•  

THE TOP 10 BIGGEST MISTAKES ENDURANCE ATHLETES MAKE-AND HOW TO CORRECT THEM!

As an athlete, you work hard to improve your performance, putting hours upon hours into training and refining your methods and techniques. Yet despite those efforts, you’re more than likely making some very common mistakes that will undercut your hard work and keep you from reaching your true potential. Years of working with thousands of athletes, hundreds of research papers, and our own personal experiences have taught us that the following 10 represent the most common performance-ruining gaffes. We think you’ll find that at least some of these mistakes will sound painfully familiar. Rest assured, however, we’ll also tell you how to correct each of these common mistakes. Follow this advice and you’ll quickly see significant improvement in your overall performance!

Clarico-Image-Text

Mistake #1: Excess Hydration

When it comes to hydration, you can neither overload nor undersupply your body without compromising athletic performance and incurring detrimental results. If you don’t drink enough, you’ll suffer from unpleasant and performance-ruining dehydration. Drink too much, however, and you’ll not only end up with impaired athletic performance, you may even be flirting with potentially life-threatening water intoxication.

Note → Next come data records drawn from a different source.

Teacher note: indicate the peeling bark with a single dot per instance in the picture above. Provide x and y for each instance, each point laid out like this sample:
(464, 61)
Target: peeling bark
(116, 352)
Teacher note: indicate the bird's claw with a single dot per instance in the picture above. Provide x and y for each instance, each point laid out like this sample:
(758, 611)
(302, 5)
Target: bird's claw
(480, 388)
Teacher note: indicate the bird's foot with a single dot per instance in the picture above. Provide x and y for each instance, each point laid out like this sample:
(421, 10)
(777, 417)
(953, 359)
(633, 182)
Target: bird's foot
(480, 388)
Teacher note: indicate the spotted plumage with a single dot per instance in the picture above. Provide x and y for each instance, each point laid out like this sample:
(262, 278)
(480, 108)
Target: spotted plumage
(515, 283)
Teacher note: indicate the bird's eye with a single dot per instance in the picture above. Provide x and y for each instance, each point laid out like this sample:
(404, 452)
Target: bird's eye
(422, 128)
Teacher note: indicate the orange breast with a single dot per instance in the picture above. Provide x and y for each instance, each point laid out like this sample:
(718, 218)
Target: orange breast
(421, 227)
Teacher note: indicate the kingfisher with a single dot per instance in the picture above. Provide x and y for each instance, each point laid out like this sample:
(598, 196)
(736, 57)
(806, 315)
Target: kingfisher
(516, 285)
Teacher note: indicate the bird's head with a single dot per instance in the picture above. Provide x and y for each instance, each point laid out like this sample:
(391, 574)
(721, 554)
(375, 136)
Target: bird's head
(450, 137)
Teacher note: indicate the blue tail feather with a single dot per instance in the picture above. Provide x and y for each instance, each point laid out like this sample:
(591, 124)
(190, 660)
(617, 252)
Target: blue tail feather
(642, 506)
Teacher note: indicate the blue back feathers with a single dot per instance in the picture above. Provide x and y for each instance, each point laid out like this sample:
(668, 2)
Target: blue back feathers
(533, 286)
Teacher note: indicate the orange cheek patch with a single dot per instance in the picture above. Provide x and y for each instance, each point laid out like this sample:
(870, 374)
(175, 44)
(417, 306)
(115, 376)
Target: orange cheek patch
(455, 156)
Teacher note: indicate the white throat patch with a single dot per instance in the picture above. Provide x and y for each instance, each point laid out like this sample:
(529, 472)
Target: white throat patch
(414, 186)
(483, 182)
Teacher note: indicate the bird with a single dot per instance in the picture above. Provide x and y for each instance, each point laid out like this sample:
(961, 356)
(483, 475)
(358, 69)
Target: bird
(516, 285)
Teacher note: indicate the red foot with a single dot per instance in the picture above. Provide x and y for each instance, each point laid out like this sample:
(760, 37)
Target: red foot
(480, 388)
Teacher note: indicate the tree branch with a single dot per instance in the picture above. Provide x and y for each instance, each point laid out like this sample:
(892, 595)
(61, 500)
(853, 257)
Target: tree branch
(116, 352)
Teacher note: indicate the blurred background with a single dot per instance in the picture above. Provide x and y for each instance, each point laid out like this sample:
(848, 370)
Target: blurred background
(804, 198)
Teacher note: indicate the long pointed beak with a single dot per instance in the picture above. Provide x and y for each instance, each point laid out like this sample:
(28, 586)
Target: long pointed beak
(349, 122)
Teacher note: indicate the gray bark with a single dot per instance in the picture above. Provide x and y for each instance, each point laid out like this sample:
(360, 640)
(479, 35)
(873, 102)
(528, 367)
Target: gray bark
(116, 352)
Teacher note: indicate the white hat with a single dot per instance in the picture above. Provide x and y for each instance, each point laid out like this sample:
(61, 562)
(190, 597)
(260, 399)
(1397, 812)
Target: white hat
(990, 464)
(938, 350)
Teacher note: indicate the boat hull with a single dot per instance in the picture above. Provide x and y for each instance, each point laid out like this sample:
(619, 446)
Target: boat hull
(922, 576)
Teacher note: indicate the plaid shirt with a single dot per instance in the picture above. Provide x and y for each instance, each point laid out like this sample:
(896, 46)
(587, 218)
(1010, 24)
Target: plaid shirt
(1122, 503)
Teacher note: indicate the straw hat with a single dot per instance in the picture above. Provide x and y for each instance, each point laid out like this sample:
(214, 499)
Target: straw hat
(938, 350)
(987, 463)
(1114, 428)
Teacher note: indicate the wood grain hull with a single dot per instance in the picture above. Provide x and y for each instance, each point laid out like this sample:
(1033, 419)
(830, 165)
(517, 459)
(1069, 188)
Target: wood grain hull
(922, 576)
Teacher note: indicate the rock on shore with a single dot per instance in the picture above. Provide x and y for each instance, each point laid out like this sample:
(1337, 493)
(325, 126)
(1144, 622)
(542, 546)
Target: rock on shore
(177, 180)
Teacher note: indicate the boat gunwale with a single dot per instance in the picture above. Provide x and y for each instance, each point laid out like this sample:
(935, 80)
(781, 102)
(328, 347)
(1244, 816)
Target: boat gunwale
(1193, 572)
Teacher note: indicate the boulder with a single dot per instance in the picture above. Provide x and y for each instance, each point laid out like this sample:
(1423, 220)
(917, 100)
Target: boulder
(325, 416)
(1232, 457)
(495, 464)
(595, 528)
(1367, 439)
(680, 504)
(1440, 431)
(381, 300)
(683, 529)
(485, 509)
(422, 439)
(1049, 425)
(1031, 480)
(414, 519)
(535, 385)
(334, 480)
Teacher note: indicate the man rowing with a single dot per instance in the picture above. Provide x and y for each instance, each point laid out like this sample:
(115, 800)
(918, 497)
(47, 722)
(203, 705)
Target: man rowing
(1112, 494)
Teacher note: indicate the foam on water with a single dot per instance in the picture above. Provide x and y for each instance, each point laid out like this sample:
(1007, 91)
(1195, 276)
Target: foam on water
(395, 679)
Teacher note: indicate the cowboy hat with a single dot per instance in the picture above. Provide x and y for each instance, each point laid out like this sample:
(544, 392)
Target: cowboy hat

RECOMMENDATION: A fluid intake of approx 550-750 ml per hour.

Depending on conditions and body weight, 475 -525 ml per hour may be quite acceptable. A larger athlete in warm temperatures might need somewhat more, perhaps up to 825 ml hourly. Our position, however, is that the risk of dilutional hyponatremia increases substantially when an athlete repeatedly consumes much more than that per hour. If more fluid intake is necessary (under very hot conditions, for example) proceed cautiously and remember to increase electrolyte intake as well to match your increased fluid intake. You can easily accomplish this by consuming a few additional Endurolytes or Endurolytes Extreme capsules or adding Endurolytes Fizz tblets to your water/fuel bottle(s).

Clarico-Image-Text

Mistake #2: Simple Sugar Consumption 

We believe that fructose, sucrose, glucose, and other simple sugars (mono- and disaccharides) are poor carbohydrate sources for fueling your body during exercise. Simple sugar-based drinks or gels have to be mixed and consumed at very dilute and calorically weak concentrations in order to be digested with any efficiency. A simple sugar-based product used at a properly mixed concentration cannot provide adequate calories to sustain energy production. Any way you look at it, fuels containing simple sugars are inefficient and therefore not recommended during prolonged exercise.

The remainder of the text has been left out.